È la condivisione il principio su cui si fonda la filosofia di Langosteria Cucina, la catena di ristoranti nata dall’idea di Enrico Buonocore che il 9 dicembre si è arricchita di una nuova sede in via Savona 10, a pochi passi dai Navigli.
Ogni sera ai clienti viene proposto un percorso gastronomico unico, che possono scegliere tramite la carta del ristorante firmata dallo storico Chef del Gruppo Denis Pedron, in collaborazione con il Corporate Executive Chef Domenico Soranno. L’esperienza gastronomica viene completata e valorizzata da una selezione di vini curata da Valentina Bertini, Corporate Wine Manager del Gruppo.

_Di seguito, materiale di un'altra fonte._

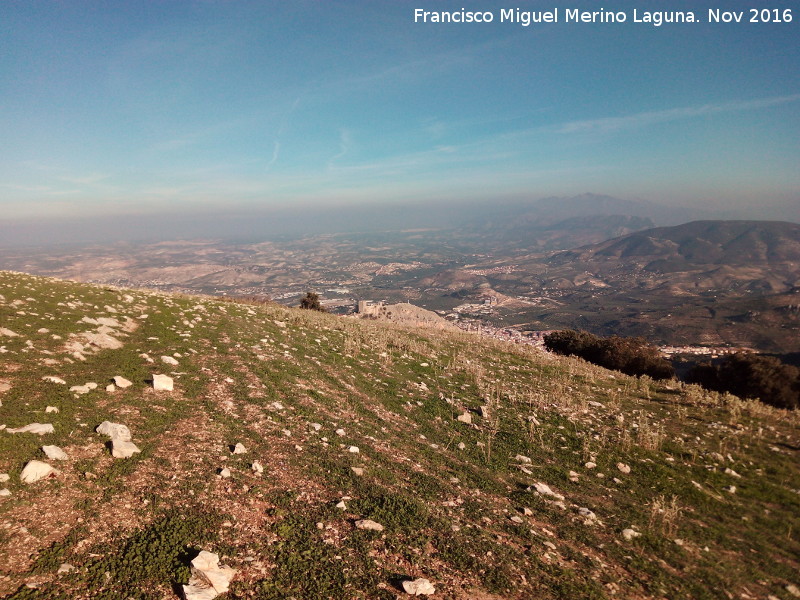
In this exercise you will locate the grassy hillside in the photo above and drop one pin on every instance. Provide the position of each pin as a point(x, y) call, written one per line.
point(529, 500)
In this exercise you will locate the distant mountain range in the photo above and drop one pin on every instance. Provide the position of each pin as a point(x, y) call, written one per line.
point(699, 245)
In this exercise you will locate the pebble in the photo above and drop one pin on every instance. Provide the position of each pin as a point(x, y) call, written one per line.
point(419, 587)
point(369, 525)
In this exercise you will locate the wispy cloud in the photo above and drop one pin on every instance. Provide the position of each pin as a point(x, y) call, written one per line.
point(276, 150)
point(345, 141)
point(645, 119)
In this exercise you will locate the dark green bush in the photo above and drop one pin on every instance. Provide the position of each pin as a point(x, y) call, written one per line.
point(311, 302)
point(751, 376)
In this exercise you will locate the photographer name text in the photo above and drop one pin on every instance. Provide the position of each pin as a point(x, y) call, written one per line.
point(527, 18)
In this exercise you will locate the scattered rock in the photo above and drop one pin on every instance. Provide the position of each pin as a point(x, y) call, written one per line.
point(36, 470)
point(162, 383)
point(369, 525)
point(83, 389)
point(122, 448)
point(588, 515)
point(121, 382)
point(630, 534)
point(465, 418)
point(121, 445)
point(54, 453)
point(114, 431)
point(208, 579)
point(419, 587)
point(37, 428)
point(544, 490)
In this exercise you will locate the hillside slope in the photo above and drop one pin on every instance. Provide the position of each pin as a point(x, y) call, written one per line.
point(496, 471)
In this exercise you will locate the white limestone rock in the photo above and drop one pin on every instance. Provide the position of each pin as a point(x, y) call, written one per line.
point(630, 534)
point(209, 578)
point(114, 431)
point(162, 383)
point(36, 470)
point(419, 587)
point(544, 490)
point(121, 382)
point(54, 453)
point(122, 448)
point(37, 428)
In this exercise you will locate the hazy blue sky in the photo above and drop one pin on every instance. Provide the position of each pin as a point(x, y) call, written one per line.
point(138, 107)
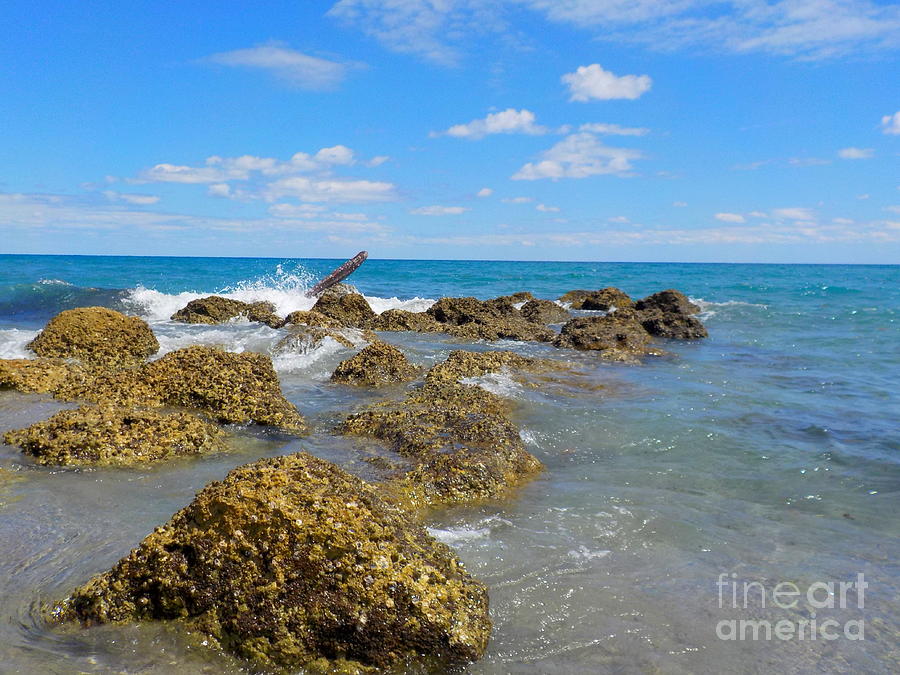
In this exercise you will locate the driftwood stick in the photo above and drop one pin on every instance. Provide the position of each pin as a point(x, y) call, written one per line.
point(338, 275)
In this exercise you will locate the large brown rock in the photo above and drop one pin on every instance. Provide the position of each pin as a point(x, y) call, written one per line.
point(97, 336)
point(377, 365)
point(216, 309)
point(110, 435)
point(292, 562)
point(350, 309)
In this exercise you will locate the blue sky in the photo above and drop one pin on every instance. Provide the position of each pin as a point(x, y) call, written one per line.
point(688, 130)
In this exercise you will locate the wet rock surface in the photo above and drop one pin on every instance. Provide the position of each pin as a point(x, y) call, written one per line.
point(216, 309)
point(292, 562)
point(111, 435)
point(544, 312)
point(96, 335)
point(350, 309)
point(377, 365)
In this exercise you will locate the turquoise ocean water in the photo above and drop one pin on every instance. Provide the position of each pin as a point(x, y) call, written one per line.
point(768, 453)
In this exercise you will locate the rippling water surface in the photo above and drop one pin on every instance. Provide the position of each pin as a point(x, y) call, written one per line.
point(769, 453)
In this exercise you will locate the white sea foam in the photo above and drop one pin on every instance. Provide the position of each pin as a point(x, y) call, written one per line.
point(13, 341)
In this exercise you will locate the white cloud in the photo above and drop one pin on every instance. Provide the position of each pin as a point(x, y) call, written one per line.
point(579, 156)
point(890, 124)
point(290, 66)
point(509, 121)
point(614, 129)
point(591, 82)
point(856, 153)
point(439, 210)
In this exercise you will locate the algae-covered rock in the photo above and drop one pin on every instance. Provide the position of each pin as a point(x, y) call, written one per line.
point(462, 443)
point(617, 336)
point(544, 312)
point(604, 300)
point(232, 388)
point(106, 435)
point(291, 562)
point(34, 376)
point(403, 320)
point(96, 335)
point(216, 309)
point(376, 365)
point(309, 318)
point(350, 309)
point(472, 319)
point(461, 364)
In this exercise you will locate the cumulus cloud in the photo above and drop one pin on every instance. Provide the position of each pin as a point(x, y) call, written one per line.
point(856, 153)
point(509, 121)
point(291, 67)
point(592, 83)
point(731, 218)
point(439, 210)
point(579, 156)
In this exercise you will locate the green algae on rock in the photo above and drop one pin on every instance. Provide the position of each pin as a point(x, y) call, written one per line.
point(96, 335)
point(290, 562)
point(232, 388)
point(216, 309)
point(464, 447)
point(108, 435)
point(377, 365)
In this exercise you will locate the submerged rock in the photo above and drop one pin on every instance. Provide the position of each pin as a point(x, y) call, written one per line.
point(604, 300)
point(291, 560)
point(618, 336)
point(376, 365)
point(350, 309)
point(35, 376)
point(216, 309)
point(403, 320)
point(96, 335)
point(105, 435)
point(232, 388)
point(463, 446)
point(544, 312)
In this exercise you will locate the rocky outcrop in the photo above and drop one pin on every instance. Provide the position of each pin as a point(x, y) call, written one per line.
point(403, 320)
point(96, 336)
point(110, 435)
point(669, 314)
point(377, 365)
point(350, 309)
point(473, 319)
point(618, 336)
point(544, 312)
point(292, 562)
point(604, 300)
point(231, 388)
point(462, 445)
point(216, 309)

Classe 1980, originario della provincia di Treviso, lo Chef Pedron si appassiona fin da bambino alla cucina grazie alla nonna materna. Nel 2010 avviene l’incontro a Milano con Buonocore, da cui inizia il suo percorso nel Gruppo Langosteria e che a proposito della nuova apertura afferma: «Langosteria Cucina sarà occasione per il Gruppo di proseguire nella sua continua evoluzione, avendo la possibilità di sperimentare nuovi prodotti e tecniche, restando fedeli alla filosofia gastronomica che ha permesso a tantissime persone di affezionarsi al nostro brand».

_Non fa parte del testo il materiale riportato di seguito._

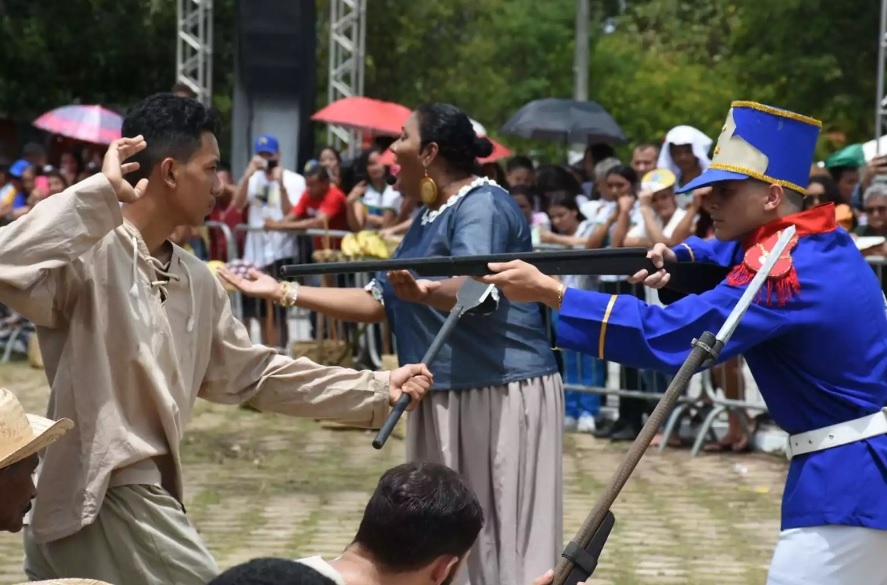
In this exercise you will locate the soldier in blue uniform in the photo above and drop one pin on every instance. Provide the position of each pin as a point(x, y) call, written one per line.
point(815, 340)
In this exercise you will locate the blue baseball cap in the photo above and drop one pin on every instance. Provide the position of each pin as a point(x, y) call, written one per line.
point(18, 168)
point(267, 143)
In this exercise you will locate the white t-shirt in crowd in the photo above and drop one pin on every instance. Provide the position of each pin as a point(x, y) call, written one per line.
point(324, 568)
point(582, 282)
point(263, 198)
point(378, 203)
point(651, 295)
point(607, 209)
point(590, 208)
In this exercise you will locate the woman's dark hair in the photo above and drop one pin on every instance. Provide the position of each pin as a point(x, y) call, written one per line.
point(524, 190)
point(314, 169)
point(457, 143)
point(551, 178)
point(566, 200)
point(831, 194)
point(626, 172)
point(498, 173)
point(332, 149)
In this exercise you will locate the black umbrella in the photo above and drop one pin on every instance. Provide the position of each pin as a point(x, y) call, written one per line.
point(564, 121)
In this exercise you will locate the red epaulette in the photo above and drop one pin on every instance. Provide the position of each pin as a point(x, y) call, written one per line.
point(783, 279)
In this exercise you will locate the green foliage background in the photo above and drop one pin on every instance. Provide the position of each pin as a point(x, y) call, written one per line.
point(668, 62)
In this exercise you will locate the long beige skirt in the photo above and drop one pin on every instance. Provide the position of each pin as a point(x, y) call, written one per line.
point(507, 442)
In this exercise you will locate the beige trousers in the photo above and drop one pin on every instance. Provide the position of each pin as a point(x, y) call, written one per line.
point(141, 537)
point(507, 442)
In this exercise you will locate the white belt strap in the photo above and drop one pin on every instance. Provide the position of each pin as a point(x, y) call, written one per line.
point(836, 435)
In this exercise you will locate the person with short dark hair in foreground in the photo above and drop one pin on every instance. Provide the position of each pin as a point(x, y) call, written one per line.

La cura dello spazio è un altro elemento essenziale del locale, in cui il cliente può assistere a un connubio perfetto tra cucina e design. Ideati da Dimorestudio, gli interni appaiono intimi e riservati, domestici e al contempo sofisticati. Un ambiente che ricorda lo stile degli anni Settanta, arricchito da contaminazioni giapponesi, come il volume centrale rivestito in foglia d’argento che copre la cucina, profilato da bacchette di legno verniciate di nero, a richiamare delle canne di bambù. Anche l’illuminazione viene curata nei minimi dettagli: al centro della sala si trova il bar, che ha come protagonista una lampada vintage lunga circa tre metri in vetro e ottone con frangia perimetrale che sovrasta il bancone in marmo verde. Intimità e ricercatezza. È su questa dicotomia che il ristorante ha pensato all’immagine del locale, dove ogni spazio diventa un’espressione artistica che arricchisce l’esperienza culinaria. Perfino i muri, su cui si trovano le applique vintage Galleria di Ignazio Gardella. Al Ristorante Langosteria si incontra quindi un’atmosfera accogliente e ovattata, grazie anche alla scelta di una palette cromatica calda, come il beige e il corda chiaro.
Dopo le aperture delle versioni Bistrot e Cafè, nel 2021 ha aperto a Parigi il primo ristorante internazionale della catena, con la stessa matrice gastronomica, ma ognuno con una propria identità.
“Sensazioni, ricordi, gioie ed emozioni: questo è quello che voglio trasmettere con la mia cucina!” sostiene lo Chef Pedron a proposito della sua passione, che come il ristorante, si basa sulla ricerca dell’eccellenza e attenzione al dettaglio, rivisitando in un una forma internazionale il concetto di italianità.